Introduction. Immune-mediated thrombotic thrombocytopenic purpura (iTTP) is a rare, life-threatening disease caused by a severe deficiency of the metalloproteinase ADAMTS13, that results in platelet-rich thrombi in the microvessels, with subsequent red cells fragmentation and end-organ damage, predominantly affecting the brain, heart, kidneys and intestine. The standard of care (SOC) relies on plasma exchange (PEX) and immunosuppressants, while caplacizumab (CAPLA), a bivalent anti-von Willebrand (vWF) nanobody, was introduced recently in clinical practice.
Methods. We retrospectively analyzed data from 81 patients who were diagnosed with iTTP at our center and experienced a total of 165 acute clinical episodes that required standard treatment between 1990 and 2024, to assess the effectiveness of clinical response. We evaluated each acute episode, in terms of the number of PEX sessions required to obtain platelet normalization, number of days of hospitalization in in-patient setting, and the early relapse rate based on the use of CAPLA. Mann-Whitney test was used for evaluation of statistical significance of continuous variables. Caplacizumab was used starting from the onset of acute episode until 30 days after the PEX suspension as per national treatment approval.
Results. The median age at first episode was 39.9 years (range 13-75) and was prevalently diagnosed in female patients (63%). The patients presented with median platelets count of 14x109/L, a median plasmic score of 6, a median ADAMTS13 level <1% (range 0-10), and a median ADAMTS13-inhibitor of 49 U/mL (range 2-111) (available in 40% of patients). After a median follow-up of 6.4 years, 47 patients (58%) suffered from at least one clinical relapse (range 1-7) and all episodes were treated with PEX and corticosteroids.

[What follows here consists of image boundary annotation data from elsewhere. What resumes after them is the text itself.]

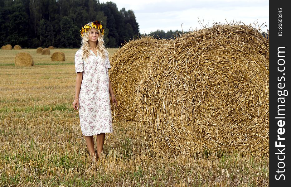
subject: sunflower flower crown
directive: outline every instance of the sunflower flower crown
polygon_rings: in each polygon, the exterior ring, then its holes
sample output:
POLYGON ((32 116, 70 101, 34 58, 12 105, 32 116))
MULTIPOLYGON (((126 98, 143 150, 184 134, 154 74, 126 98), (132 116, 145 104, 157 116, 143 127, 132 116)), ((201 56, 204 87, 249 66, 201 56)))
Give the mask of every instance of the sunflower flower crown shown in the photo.
POLYGON ((83 37, 84 36, 84 33, 92 28, 95 28, 98 30, 100 30, 101 34, 104 36, 104 29, 103 28, 102 25, 101 25, 101 22, 102 22, 96 20, 90 24, 86 24, 84 25, 84 26, 82 27, 82 29, 80 30, 80 32, 81 33, 81 36, 83 37))

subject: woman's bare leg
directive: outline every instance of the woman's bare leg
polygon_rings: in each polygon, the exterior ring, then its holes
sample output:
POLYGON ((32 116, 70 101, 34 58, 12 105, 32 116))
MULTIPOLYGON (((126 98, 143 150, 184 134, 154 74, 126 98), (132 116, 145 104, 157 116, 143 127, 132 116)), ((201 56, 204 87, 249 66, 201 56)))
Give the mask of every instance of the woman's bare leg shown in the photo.
POLYGON ((92 157, 92 161, 95 161, 96 157, 96 153, 94 148, 94 139, 93 138, 93 136, 85 136, 86 143, 87 144, 87 147, 92 157))
POLYGON ((97 141, 97 158, 99 158, 99 156, 102 153, 103 151, 103 146, 104 144, 104 140, 105 139, 105 133, 102 133, 97 134, 96 137, 97 141))

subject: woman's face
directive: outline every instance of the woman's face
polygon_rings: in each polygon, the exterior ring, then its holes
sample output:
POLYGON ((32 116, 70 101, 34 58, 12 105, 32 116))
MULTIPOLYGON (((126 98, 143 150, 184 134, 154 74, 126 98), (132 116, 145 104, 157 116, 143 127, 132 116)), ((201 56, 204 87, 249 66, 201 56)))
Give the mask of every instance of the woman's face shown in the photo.
POLYGON ((98 41, 99 34, 98 31, 95 28, 92 28, 89 33, 89 40, 92 42, 96 42, 98 41))

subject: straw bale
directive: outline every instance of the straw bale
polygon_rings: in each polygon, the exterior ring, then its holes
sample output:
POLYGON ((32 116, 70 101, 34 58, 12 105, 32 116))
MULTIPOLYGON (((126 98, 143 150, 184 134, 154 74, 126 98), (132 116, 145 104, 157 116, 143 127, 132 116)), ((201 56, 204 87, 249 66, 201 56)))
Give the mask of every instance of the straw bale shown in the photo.
POLYGON ((238 24, 172 41, 136 87, 144 146, 162 156, 268 151, 269 49, 258 30, 238 24))
POLYGON ((20 49, 21 49, 21 47, 19 45, 15 45, 14 47, 13 48, 13 49, 14 50, 18 50, 20 49))
POLYGON ((41 53, 41 51, 42 51, 42 50, 43 49, 43 48, 42 47, 39 47, 36 49, 36 53, 41 53))
POLYGON ((33 65, 33 60, 30 54, 26 52, 18 53, 15 56, 15 66, 23 66, 33 65))
POLYGON ((136 113, 133 110, 133 105, 139 75, 147 69, 157 53, 163 49, 167 41, 152 36, 142 37, 123 44, 114 54, 109 74, 119 102, 117 107, 112 106, 114 120, 134 119, 136 113))
POLYGON ((65 61, 65 53, 63 52, 55 52, 51 58, 52 61, 65 61))
POLYGON ((41 51, 41 55, 49 55, 51 54, 51 51, 47 48, 45 48, 41 51))
POLYGON ((7 44, 5 46, 5 48, 4 49, 6 50, 11 50, 12 49, 12 46, 10 44, 7 44))

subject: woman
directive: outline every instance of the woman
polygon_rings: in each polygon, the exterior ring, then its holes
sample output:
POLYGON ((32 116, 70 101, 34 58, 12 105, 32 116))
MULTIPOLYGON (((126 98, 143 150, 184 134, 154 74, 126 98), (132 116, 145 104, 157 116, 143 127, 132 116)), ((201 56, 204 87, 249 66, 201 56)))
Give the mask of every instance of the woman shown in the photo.
POLYGON ((95 162, 102 152, 105 133, 113 132, 109 96, 116 106, 117 101, 108 75, 111 66, 102 25, 97 21, 90 22, 80 31, 82 46, 75 54, 77 74, 73 107, 79 110, 81 130, 95 162), (95 135, 96 152, 93 137, 95 135))

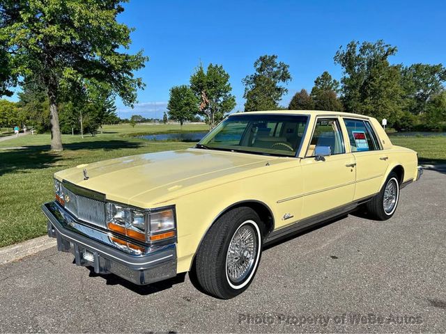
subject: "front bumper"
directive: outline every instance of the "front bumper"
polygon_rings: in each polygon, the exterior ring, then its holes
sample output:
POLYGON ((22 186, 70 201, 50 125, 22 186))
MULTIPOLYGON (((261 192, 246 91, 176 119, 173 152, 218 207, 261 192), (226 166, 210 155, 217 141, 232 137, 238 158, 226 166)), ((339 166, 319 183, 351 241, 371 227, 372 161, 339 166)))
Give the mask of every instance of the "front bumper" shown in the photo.
POLYGON ((137 252, 113 242, 116 236, 77 221, 56 202, 43 205, 42 211, 58 250, 72 253, 78 266, 92 267, 96 273, 112 273, 137 285, 176 276, 175 244, 137 252))

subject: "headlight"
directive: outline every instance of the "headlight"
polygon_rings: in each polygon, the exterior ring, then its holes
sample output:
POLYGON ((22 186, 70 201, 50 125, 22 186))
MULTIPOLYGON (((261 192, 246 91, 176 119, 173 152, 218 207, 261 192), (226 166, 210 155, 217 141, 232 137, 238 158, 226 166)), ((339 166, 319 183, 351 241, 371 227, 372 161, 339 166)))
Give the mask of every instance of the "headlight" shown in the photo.
POLYGON ((175 236, 174 209, 150 212, 108 202, 107 221, 109 230, 143 242, 175 236))

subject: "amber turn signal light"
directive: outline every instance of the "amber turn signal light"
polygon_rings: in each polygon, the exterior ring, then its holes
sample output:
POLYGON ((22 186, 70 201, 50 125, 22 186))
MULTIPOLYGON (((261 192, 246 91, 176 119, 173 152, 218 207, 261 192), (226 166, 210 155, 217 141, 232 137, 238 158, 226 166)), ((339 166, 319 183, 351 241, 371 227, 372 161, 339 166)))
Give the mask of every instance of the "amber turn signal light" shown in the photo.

A total of 165 acute episodes were analyzed with according to caplacizumab administration, indentifying 39 cases (25.5%) treated with CAPLA, while 126 cases were treated with SOC (74.5%), due to lack of availability. Baseline parameters between the two cohorts were comparable. The median number of PEX required before confirmed platelet count normalization for two consecutive days was 6 for CAPLA group and was significantly lower than SOC group (median 9.5 PEX sessions, p<0.0001), as well as days of hospitalization, that were 8 and 13.5, respectively (p<0.0001). Out of 11 patients with early relapse following 30 days from PEX suspension, the rates were 13% and 5% respectively in CAPLA and SOC groups, that were associated with higher median inhibitor levels (66 U/mL). Rituximab was used in 13% of CAPLA compared to 9.5% of SOC patients due to lack of response as second line treatment, while additional four and two patients each from the early relapse group used rituximab after the re-occurrence of thrombocytopenia, respectively 10% and 1% for CAPLA and SOC.
Conclusions. Here, we reported a comparative analysis of iTTP episodes treated with and without caplacizumab at our center. The data presented suggest that caplacizumab reduces significantly the treatment burden of iTTP episodes in terms of the number of PEX procedures and days of hospitalization, confirming faster clinical response and shorter access in in-patient setting of CAPLA group. Caplacizumab treatment, on the other hand, could potentially lead to higher rates of early relapse due to premature PEX suspension and more frequent use of rituximab, although more studies are needed.
No relevant conflicts of interest to declare.